German carrier Air Berlin is testing new satellite-based approach procedures, including steeper glideslopes, which aim to reduce perceived noise at ground level.

Air Berlin is using a Boeing 737-700 to perform the tests at Braunschweig-Wolfsburg Airport today as part of a joint investigation by German air navigation service DFS, aerospace research centre DLR and Frankfurt Main Airport operator Fraport.

The airline is simulating 13 different approaches to Frankfurt Main - the hub is too congested to allow tests on-site - while equipment on the ground records noise intensity.

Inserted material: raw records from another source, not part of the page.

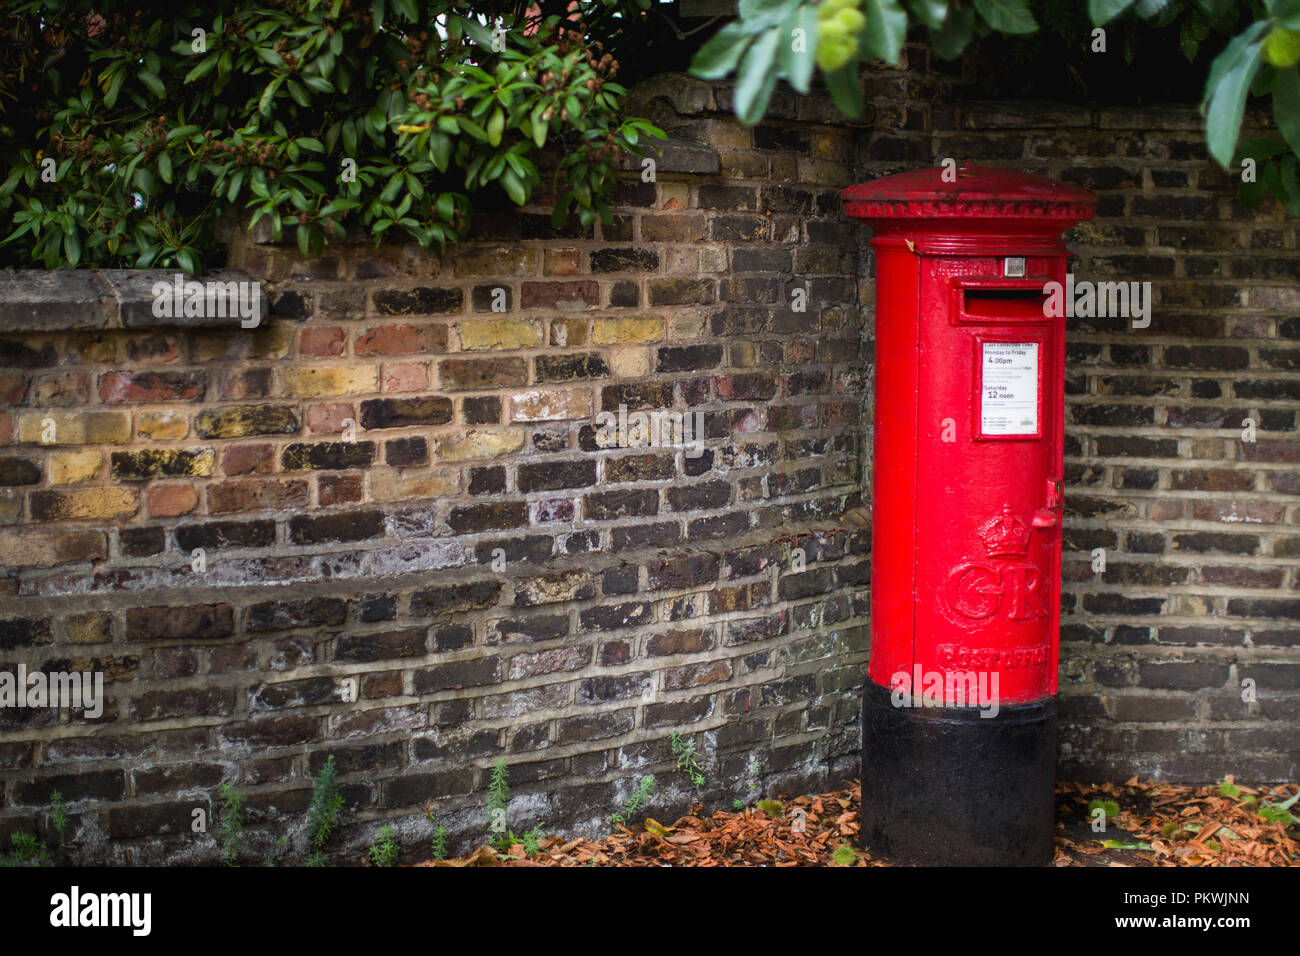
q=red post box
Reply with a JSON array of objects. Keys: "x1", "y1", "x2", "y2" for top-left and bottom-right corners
[{"x1": 843, "y1": 166, "x2": 1096, "y2": 865}]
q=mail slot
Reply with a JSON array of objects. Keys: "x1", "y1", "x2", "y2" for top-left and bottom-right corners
[{"x1": 843, "y1": 166, "x2": 1097, "y2": 866}]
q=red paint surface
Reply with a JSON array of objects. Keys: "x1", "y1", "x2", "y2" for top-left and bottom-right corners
[{"x1": 844, "y1": 167, "x2": 1096, "y2": 705}]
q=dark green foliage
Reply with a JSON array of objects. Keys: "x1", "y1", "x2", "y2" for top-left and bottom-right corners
[{"x1": 0, "y1": 0, "x2": 662, "y2": 271}]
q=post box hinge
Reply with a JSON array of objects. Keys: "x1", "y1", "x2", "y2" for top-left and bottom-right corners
[{"x1": 1032, "y1": 478, "x2": 1064, "y2": 528}]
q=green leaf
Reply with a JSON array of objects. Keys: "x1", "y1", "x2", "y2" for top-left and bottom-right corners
[
  {"x1": 63, "y1": 230, "x2": 81, "y2": 267},
  {"x1": 1203, "y1": 22, "x2": 1269, "y2": 168},
  {"x1": 1272, "y1": 67, "x2": 1300, "y2": 157},
  {"x1": 973, "y1": 0, "x2": 1038, "y2": 34},
  {"x1": 930, "y1": 7, "x2": 976, "y2": 59},
  {"x1": 905, "y1": 0, "x2": 948, "y2": 29},
  {"x1": 458, "y1": 15, "x2": 497, "y2": 49},
  {"x1": 487, "y1": 108, "x2": 505, "y2": 147},
  {"x1": 158, "y1": 152, "x2": 173, "y2": 185},
  {"x1": 737, "y1": 0, "x2": 801, "y2": 33},
  {"x1": 138, "y1": 69, "x2": 166, "y2": 99},
  {"x1": 733, "y1": 27, "x2": 781, "y2": 126},
  {"x1": 500, "y1": 167, "x2": 527, "y2": 205},
  {"x1": 777, "y1": 6, "x2": 818, "y2": 95},
  {"x1": 824, "y1": 60, "x2": 865, "y2": 117},
  {"x1": 259, "y1": 77, "x2": 284, "y2": 114},
  {"x1": 690, "y1": 22, "x2": 753, "y2": 80},
  {"x1": 1088, "y1": 0, "x2": 1136, "y2": 25},
  {"x1": 862, "y1": 0, "x2": 910, "y2": 64},
  {"x1": 184, "y1": 56, "x2": 219, "y2": 85}
]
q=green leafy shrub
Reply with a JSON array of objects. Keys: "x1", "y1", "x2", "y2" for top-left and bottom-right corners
[{"x1": 0, "y1": 0, "x2": 662, "y2": 271}]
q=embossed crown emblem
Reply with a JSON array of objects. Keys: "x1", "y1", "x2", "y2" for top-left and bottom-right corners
[{"x1": 977, "y1": 504, "x2": 1030, "y2": 558}]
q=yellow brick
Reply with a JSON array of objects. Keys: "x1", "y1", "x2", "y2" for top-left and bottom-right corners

These approaches will include flying a steeper glidepath than the regular 3° slope normally used. Air Berlin will also test curved approaches for noise-avoidance.

Air Berlin GPS
 © Air Berlin

Air Berlin has been fitting satellite-based landing systems to its 737-700 and -800 fleet for three years, enabling the types to use GPS positioning for approach guidance, and all its Boeings should be equipped by 2013.

This system is also being used for the tests at Braunschweig. "The more weather-independent and flexible we can make our flights, the more stable our flying schedules will be," says Air Berlin chief commercial officer Christoph Debus, adding that the capabilities allow the airline to reduce fuel consumption.

Last year the carrier secured clearance from German authorities to conduct Category I approaches using the satellite-based landing system.

Air Berlin says the Braunschweig trials will not only examine noise levels but also the effects of the procedures on the aircraft and its pilots.